AFP - Japan announced Wednesday another record fall in exports as the global economic downturn crushes demand for its cars and high-tech goods and pushes the country deeper into recession.
The sharp decline reinforced fears that the world's second-largest economy will suffer another sharp contraction this quarter, following its worst performance in more than three decades in the fourth quarter of 2008.
Japanese exports plunged 49.4 percent in February from a year earlier, surpassing January's slump of 45.7 percent, the finance ministry reported.
Shipments to the United States and Europe more than halved while even demand from the once-booming Chinese economy dropped almost 40 percent.

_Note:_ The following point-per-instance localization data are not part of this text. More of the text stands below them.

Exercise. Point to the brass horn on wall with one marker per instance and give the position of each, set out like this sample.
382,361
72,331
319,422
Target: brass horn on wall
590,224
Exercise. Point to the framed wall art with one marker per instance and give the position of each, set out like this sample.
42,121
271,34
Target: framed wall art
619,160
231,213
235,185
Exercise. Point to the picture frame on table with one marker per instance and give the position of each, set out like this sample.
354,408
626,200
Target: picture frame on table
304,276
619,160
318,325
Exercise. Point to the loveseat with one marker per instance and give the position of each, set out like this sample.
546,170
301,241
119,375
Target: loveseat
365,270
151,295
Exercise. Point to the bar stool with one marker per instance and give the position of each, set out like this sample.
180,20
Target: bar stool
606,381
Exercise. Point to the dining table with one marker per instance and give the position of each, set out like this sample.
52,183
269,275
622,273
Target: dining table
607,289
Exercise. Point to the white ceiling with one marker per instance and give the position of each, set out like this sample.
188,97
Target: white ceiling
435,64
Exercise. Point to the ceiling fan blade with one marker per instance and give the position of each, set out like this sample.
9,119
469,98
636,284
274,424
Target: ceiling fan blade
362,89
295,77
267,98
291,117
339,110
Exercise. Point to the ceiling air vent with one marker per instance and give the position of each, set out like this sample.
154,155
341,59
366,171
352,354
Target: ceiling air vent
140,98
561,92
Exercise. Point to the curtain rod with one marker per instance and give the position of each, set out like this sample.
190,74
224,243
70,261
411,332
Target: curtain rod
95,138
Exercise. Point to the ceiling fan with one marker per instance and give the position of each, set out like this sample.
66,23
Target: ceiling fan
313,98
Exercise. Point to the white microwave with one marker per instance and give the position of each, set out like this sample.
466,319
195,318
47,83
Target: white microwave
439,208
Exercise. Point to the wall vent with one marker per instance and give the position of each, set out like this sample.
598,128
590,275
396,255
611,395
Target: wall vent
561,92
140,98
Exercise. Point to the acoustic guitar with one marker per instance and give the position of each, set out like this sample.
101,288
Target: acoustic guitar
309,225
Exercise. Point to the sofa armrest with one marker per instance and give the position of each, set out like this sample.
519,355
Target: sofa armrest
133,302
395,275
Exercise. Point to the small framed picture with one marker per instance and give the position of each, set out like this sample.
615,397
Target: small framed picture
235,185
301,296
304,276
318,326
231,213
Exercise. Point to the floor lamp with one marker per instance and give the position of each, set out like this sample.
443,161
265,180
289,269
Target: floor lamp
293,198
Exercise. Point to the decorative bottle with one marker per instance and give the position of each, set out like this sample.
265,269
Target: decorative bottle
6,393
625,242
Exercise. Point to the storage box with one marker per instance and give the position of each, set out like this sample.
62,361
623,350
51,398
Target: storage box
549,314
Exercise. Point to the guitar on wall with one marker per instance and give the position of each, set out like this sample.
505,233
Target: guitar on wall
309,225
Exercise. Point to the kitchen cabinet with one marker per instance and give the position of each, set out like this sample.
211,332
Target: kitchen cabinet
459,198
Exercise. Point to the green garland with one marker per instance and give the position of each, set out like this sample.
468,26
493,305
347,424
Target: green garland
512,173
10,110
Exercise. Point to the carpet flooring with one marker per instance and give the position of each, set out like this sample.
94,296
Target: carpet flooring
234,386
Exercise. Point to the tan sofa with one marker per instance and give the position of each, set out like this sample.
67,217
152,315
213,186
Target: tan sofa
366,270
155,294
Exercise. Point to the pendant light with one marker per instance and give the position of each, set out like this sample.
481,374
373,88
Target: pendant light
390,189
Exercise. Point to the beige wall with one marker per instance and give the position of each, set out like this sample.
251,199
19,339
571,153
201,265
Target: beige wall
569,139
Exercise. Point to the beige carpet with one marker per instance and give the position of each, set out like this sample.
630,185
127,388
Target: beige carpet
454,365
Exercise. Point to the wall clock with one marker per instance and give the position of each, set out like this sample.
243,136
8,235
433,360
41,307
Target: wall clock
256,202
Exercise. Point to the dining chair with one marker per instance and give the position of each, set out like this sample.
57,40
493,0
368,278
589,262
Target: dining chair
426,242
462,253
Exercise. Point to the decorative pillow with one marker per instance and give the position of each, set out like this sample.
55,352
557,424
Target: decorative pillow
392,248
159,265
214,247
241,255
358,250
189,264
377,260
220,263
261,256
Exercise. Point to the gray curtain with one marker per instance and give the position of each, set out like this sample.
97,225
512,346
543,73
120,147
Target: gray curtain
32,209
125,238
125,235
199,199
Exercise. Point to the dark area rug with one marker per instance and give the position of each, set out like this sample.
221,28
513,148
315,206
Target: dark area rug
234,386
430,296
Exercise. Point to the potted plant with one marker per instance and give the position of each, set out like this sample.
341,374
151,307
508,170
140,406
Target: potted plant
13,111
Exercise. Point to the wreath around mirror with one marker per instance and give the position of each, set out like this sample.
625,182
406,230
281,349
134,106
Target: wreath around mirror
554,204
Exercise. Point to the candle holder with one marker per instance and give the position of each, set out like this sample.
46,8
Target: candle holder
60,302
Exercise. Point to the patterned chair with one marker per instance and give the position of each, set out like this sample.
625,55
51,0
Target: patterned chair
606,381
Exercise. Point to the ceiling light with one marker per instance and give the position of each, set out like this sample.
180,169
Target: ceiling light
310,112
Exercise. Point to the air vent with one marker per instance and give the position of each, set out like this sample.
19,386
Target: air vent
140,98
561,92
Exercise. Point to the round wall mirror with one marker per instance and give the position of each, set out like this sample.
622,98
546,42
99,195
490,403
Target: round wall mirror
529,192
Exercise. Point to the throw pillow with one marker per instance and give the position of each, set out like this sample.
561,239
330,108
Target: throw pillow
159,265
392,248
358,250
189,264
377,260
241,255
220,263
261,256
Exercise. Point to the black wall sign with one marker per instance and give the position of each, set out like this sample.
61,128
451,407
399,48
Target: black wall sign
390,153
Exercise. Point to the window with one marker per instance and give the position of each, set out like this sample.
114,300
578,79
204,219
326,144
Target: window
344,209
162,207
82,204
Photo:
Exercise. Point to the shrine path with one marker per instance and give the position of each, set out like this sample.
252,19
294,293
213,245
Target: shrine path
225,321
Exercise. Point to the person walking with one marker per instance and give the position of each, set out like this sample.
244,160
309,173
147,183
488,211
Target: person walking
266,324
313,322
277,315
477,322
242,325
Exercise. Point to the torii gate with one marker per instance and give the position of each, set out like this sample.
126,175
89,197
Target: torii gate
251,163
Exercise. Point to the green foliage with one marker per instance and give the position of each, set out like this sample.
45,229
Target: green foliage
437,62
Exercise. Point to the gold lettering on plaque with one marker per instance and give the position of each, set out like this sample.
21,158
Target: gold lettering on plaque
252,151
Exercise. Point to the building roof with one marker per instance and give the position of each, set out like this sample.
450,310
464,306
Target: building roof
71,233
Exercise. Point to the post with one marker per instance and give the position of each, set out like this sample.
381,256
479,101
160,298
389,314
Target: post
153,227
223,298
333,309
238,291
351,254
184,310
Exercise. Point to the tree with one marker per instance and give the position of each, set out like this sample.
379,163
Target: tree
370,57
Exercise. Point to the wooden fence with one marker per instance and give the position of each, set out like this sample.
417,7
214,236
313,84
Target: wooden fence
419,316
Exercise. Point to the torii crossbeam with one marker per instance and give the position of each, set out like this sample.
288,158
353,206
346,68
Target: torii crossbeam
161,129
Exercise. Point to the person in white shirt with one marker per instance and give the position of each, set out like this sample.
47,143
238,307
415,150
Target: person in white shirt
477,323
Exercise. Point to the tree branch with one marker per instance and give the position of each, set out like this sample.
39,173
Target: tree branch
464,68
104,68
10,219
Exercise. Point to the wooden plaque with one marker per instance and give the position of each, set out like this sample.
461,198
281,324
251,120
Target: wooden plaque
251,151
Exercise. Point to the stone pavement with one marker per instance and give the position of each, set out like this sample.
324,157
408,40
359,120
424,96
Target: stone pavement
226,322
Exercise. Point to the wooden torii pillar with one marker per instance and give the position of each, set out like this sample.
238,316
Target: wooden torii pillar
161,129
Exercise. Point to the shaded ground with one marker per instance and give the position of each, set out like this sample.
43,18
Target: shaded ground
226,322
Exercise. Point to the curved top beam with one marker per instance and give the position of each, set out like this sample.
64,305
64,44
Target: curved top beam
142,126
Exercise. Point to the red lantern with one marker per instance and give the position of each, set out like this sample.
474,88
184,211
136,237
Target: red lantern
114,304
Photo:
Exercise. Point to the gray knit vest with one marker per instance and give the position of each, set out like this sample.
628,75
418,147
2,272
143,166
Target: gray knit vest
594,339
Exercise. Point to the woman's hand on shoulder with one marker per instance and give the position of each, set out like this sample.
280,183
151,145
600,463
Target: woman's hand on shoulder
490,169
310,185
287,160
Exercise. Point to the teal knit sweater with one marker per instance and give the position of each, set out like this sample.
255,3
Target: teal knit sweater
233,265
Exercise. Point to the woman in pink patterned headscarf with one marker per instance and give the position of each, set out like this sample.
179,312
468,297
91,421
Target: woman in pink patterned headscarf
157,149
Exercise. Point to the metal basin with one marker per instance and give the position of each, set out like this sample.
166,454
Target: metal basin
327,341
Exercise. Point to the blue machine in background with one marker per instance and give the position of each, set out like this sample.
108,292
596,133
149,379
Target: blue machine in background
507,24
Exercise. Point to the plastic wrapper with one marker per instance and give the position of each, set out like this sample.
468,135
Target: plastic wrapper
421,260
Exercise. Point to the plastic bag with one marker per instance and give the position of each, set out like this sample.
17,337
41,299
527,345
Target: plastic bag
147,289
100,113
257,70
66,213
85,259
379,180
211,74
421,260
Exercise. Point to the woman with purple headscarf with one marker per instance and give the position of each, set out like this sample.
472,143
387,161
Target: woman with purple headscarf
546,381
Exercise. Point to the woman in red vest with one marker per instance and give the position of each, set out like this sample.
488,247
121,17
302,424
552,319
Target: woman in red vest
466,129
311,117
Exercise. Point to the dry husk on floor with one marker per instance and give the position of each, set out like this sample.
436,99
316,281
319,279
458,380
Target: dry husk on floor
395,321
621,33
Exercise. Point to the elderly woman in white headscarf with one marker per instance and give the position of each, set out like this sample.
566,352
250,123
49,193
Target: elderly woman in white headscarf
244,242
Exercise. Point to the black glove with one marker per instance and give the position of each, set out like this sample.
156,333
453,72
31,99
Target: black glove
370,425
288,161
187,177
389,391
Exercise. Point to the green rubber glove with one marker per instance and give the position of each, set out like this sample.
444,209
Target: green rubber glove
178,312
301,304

Japan's heavy dependence on foreign demand to drive its recovery from a decade-long slump has left it vulnerable to the current global economic slowdown, which has sent sales of cars, televisions and other goods tumbling.
The trade surplus plunged 91.2 percent in February from a year earlier to 82.35 billion yen (840 million dollars), although that was better than a record deficit logged in January, the ministry said.
Japan's economy logged its worst performance in almost 35 years in the last quarter of 2008, contracting at an annualised pace of 12.1 percent.
Analysts warn that this quarter could be just as bad as Asia's biggest economy heads towards its worst recession since World War II.
The corporate sector was a key driver of Japan's economic recovery following the 1990s recessions, as companies enjoyed strong profits and invested heavily to expand their production facilities.
But the global downturn has caused demand for Japanese goods to dry up, prompting firms such as Toyota and Sony to shed thousands of jobs.